What Is Wrong With My Lawnmower?

Matthew Cunningham/CC-BY-2.0

Briggs and Stratton recommends checking the fuel levels, air filter and spark plug as initial troubleshooting steps when a lawn mower won’t start or won’t stay running. Changing the cutting height on the lawn mower blade, replacing the flywheel key, or replacing the blade may be necessary in some situations.

To troubleshoot a lawn mower that won’t start, begin by checking the fuel level and quality. Old gas may have become diluted over the course of winter and must be replaced before the mower will work properly. Briggs and Stratton recommends tapping the carburetor to ensure the mower is getting enough fuel. Changing the spark plugs, air filter and fuel filter as part of seasonal maintenance may prevent some common problems with lawn mowers.

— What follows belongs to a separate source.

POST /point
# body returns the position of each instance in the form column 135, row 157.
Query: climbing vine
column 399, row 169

Lawn mowers that work for a short time and then suddenly stop working may require some additional troubleshooting steps. Cleaning the spark plug, changing the height of the blade, and cleaning under the mower may solve issues if the mower suddenly stops working. Consult the owner’s manual to determine how to change the blade setting and clean the underside of the mower safely. If the blade seems dull, won’t cut grass evenly or appears damaged, replacing the blade may be necessary.

Snapper states that hitting an object, such as a rock, can damage the flywheel key of a lawnmower. The flywheel key must be replaced if it is damaged. A flooded engine may be the problem if the mower doesn’t start. The smell of gasoline will be noticeable if the engine is flooded.